Village in Suffolk, England

Leavenheath is a village and civil parish in Suffolk, England, close to the Essex border. Located on the A134 between Sudbury and Colchester, it is part of Babergh district. The parish also contains the hamlets of Cock Street and Honey Tye, and in 2001 had a population of 1,373, falling slightly to 1,370 at the 2011 Census.
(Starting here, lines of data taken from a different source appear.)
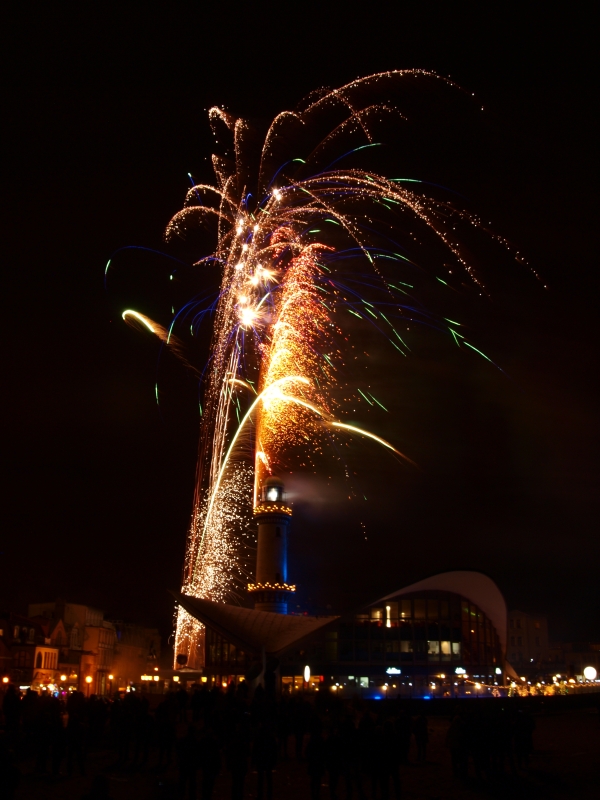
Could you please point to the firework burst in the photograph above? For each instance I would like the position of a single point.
(289, 220)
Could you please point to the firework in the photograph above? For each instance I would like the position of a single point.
(289, 220)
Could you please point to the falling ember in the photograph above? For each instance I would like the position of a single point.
(287, 225)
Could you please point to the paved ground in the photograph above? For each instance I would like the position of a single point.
(566, 764)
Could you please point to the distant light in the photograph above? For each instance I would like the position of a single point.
(590, 673)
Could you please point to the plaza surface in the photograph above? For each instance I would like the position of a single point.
(565, 764)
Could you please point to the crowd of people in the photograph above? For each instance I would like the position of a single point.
(354, 749)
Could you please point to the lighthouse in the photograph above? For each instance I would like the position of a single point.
(273, 516)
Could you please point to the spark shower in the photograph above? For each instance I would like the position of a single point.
(311, 245)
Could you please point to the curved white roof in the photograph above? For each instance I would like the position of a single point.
(475, 586)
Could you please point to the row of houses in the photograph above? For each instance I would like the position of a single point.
(70, 646)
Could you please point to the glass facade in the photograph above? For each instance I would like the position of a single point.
(405, 645)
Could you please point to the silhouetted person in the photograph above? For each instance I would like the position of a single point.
(76, 733)
(182, 704)
(237, 754)
(210, 760)
(404, 731)
(389, 772)
(11, 708)
(264, 758)
(523, 737)
(100, 789)
(456, 742)
(165, 718)
(334, 759)
(421, 736)
(188, 763)
(315, 760)
(10, 775)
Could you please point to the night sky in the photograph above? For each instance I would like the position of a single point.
(104, 116)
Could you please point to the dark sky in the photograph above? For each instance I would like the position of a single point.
(104, 115)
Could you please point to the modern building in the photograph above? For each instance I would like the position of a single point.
(446, 634)
(29, 656)
(528, 646)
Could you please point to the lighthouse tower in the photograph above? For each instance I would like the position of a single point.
(271, 590)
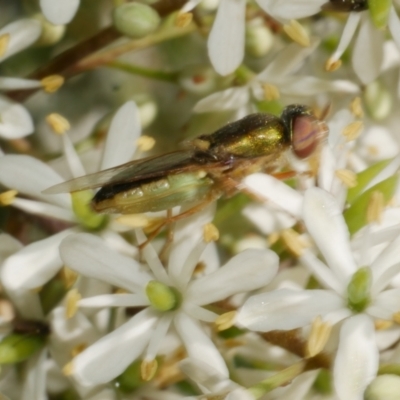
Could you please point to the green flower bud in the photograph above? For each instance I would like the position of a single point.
(15, 348)
(135, 20)
(259, 39)
(162, 297)
(358, 289)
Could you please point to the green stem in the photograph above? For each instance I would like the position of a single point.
(148, 73)
(277, 380)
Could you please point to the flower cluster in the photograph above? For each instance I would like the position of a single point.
(259, 260)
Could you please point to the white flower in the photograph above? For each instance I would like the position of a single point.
(355, 294)
(226, 39)
(142, 335)
(59, 12)
(280, 73)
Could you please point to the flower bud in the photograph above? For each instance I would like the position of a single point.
(135, 20)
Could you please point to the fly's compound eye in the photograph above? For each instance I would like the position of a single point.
(307, 133)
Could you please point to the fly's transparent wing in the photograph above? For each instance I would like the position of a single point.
(133, 171)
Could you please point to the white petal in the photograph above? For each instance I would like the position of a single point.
(324, 221)
(198, 345)
(381, 267)
(109, 357)
(288, 60)
(18, 83)
(286, 309)
(125, 128)
(30, 176)
(22, 34)
(15, 120)
(357, 358)
(44, 209)
(229, 99)
(394, 26)
(115, 300)
(292, 9)
(90, 256)
(348, 33)
(34, 386)
(247, 271)
(368, 51)
(274, 190)
(59, 12)
(34, 265)
(226, 39)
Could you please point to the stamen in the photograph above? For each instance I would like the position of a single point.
(145, 143)
(332, 65)
(293, 242)
(210, 233)
(271, 92)
(4, 40)
(348, 178)
(72, 299)
(382, 324)
(356, 107)
(58, 123)
(375, 207)
(353, 130)
(7, 198)
(183, 20)
(148, 369)
(226, 320)
(133, 220)
(52, 83)
(320, 332)
(297, 33)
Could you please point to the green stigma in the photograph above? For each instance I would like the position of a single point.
(163, 297)
(86, 216)
(358, 290)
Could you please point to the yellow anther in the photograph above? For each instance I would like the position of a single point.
(297, 33)
(58, 123)
(226, 320)
(148, 369)
(145, 143)
(383, 324)
(134, 220)
(319, 335)
(293, 242)
(332, 65)
(72, 299)
(4, 40)
(375, 207)
(68, 369)
(348, 178)
(7, 198)
(356, 107)
(78, 349)
(353, 130)
(52, 83)
(210, 233)
(183, 19)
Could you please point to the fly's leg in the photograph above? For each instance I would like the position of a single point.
(170, 220)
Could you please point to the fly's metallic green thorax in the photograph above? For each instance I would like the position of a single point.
(256, 135)
(346, 5)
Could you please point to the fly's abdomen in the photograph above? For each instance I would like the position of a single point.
(155, 195)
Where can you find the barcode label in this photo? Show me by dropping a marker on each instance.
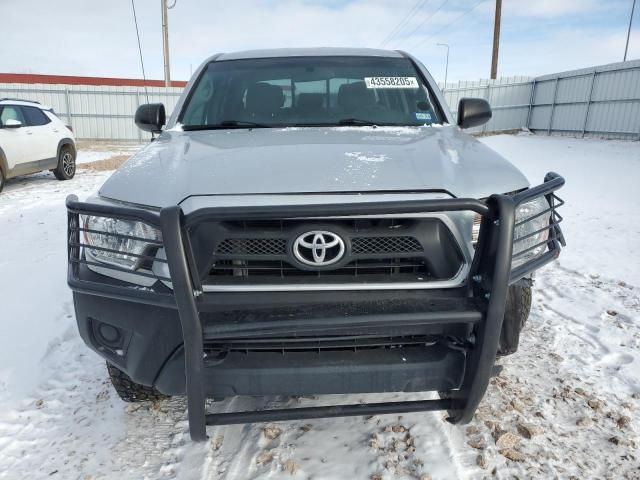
(391, 82)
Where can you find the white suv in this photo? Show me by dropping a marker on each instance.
(33, 139)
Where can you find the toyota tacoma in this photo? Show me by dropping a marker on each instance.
(310, 221)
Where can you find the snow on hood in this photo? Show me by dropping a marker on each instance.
(311, 160)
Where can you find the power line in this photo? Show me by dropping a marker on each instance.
(144, 77)
(402, 23)
(449, 24)
(626, 48)
(496, 40)
(424, 22)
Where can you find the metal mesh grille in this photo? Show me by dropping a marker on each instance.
(252, 246)
(385, 245)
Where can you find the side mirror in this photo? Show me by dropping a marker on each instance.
(12, 123)
(151, 117)
(473, 112)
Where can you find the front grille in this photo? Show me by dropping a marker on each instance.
(376, 250)
(390, 267)
(377, 245)
(252, 246)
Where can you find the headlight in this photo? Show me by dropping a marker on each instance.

The village was named after the Leaven Heath, an area of open land between Boxford, Bures, Nayland and Polstead. It does not have a village centre, but is separated into two parts around half a mile apart by Leaden Hall. The northern section is to the east of the A134, the southern section to the west. Such is the dispersed nature of the village, that it did not even have a church until St Matthew's was built, originally as a chapel of ease, in 1836, and was not designated as a parish until 1952; prior to that it was part of Stoke by Nayland Parish.

The south-eastern part of the parish is covered by the Dedham Vale AONB, whilst the south-west contains a section of the Arger Fen SSSI. In the east of the parish are The Carrs, a set of four ponds that feed the River Stour. Breach Grove and Leadenhall Woods are both designated nature reserves.

==Governance==
An electoral ward in the same name exists. This ward includes Assington and has a total population of 1772 at the 2011 Census.